All fashions had been skilled utilizing a batch measurement between 512 and 16,384, relying on reminiscence constraints. We employed a 70/30 practice/take a look at random break up and used Adam optimization with a studying price between 3×10−4 and 1×10−3. Additional hyperparameter particulars are given within the following sections.
Totally-Linked Neural Community
The fully-connected feed ahead community, based mostly on the structure described in Part 3.2, was experimented based mostly on it’s dropout price (Bebis and Georgiopoulos, 1994). We first used dropout of 0, which led to some overfitting, however as we elevated dropout to 0.1 and 0.2, we observed that practice and take a look at loss grew comparable, demonstrating efficient mitigation of overfitting, as seen in panel (b) of 2 The mannequin attaining the very best classification accuracy was skilled witt 0.1 dropout.

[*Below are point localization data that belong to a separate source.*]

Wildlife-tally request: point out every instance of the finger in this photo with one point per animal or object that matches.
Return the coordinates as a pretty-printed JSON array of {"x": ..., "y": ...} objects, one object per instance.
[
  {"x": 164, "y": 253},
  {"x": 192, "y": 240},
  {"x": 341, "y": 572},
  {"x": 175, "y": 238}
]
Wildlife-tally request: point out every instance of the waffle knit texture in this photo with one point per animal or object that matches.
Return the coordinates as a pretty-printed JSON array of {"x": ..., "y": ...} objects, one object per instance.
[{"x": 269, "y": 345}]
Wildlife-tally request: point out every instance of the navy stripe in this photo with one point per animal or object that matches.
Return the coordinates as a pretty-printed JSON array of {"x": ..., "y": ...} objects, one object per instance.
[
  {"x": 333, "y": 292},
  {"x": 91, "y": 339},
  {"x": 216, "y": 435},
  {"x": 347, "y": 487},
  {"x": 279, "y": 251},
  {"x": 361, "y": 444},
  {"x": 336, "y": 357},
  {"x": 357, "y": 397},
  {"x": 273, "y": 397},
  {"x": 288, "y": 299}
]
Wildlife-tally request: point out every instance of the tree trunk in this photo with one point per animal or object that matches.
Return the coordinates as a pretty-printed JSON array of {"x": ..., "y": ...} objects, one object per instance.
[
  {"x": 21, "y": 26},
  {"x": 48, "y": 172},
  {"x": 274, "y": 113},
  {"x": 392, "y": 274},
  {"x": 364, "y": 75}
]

Transformer Mannequin with Multi-head Self-Consideration
We performed two experiments on the attention-based mannequin: various the variety of consideration heads and scaling the hidden dimensions. Utilizing Equation 4, we skilled the Transformer classifier with totally different head counts (e.g., 1, 2, 4, 8) whereas maintaining different hyperparameters mounted. Every head captures a novel projection of the embedding, revealing distinct function relationships; nevertheless, too many heads led to overfitting and longer coaching instances. We discovered that utilizing 4 heads supplied an optimum stability.
As well as, we experimented with the hidden dimension measurement. Whereas bigger dimensions can supply richer representations, in addition they danger over-parameterization, whereas smaller dimensions could fail to seize adequate information variance. Our outcomes point out {that a} hidden dimension of 256 — identical because the autoencoder’s latent embedding dimension — successfully prevents overfitting whereas preserving important info.
Graph Convolutional Community
To assemble graph representations of the embedded information whereas staying inside reminiscence constraints, we set the cosine similarity threshold to 0.4 and the utmost edges to 1,000. We discovered that utilizing a hidden dimension measurement of 128 and a dropout price of 0.3 yielded the perfect efficiency.
Desk 1:Classification Outcomes on Hematopoietic Multipotent Progenitor CellsMannequin TypeTrain AccuracyTest AccuracyMonocytesLymphocytesFFN (dropout 0.0)100.00percent94.20percent0.69450.6122FFN (dropout 0.1)95.03percent95.24percent0.69120.6409Transformer Self-Attention97.19percent94.59percent0.67270.5126
Bettering Downstream Classification Prognosis
Initially, we skilled the above architectures on the embeddings for hematopoietic multipotent progenitor cells solely. This yielded the educational curves in 2. Concurrently, we evaluated the zero-shot efficiency of the mannequin on downstream monocyte and lymphocytes. The classification of the progenitor cells was strong by itself, as seen in Desk 1, however we additionally wished to evaluate its applicability to downstream cells in a zero-shot setting. The baseline efficiency yielded binary classification scores of 0.6416 for lymphocytes and 0.7252 for monocytes, and exceeded 0.7 F1-score for lymphocytes. Though these outcomes will not be clinical-grade by any means, they reveal that progenitor cell genetic profiles can certainly present a basis for predicting illness in differentiated cells, and that there’s inherent shared info alongside the hematopoietic lineage that our autoencoder and downstream classifiers realized.
Desk 2:Classification Outcomes on Downstream Cell SortsMannequin TypeMonocytesLymphocytesTrain AccuracyTest AccuracyTrain AccuracyTest AccuracyFFN (dropout 0.1)89.84percent83.01percent74.09percent63.41percentSelf-Attention90.31percent83.05percent83.59percent64.35percentGCN81.22percent79.53percent94.11percent65.33%
Consequently, to enhance classification outcomes on monocytes and lymphocytes, we utilized the identical above architectures (and largely the identical hyperparameters) on the embeddings for these cell varieties, reasonably than coaching solely on the progenitors. Notably, the self-attention transformer improved monocyte prediction to 83.05%, whereas lymphocyte classification reached solely 64.35%, surprisingly under the baseline FFN zero-shot outcomes (Desk 2). Furthermore, the diminished dataset, stemming from latent house dimensionality discount and computational constraints with the GCN, highlights the challenges of transferring progenitor insights to lymphocyte illness prediction. 1
Our outcomes present that whereas progenitor-derived predictions improve monocyte illness classification, extending these insights to lymphocytes stays difficult. This highlights the necessity for focused strategies to seize the complicated genetic patterns in lymphocytes and factors to promising future analysis instructions for enhancing cross-cell-type generalization. Nonetheless, promisingly, our zero-shot strategy was capable of match, and even surpass, the classification accuracy of the fashions skilled immediately on lymphocyte latent embeddings.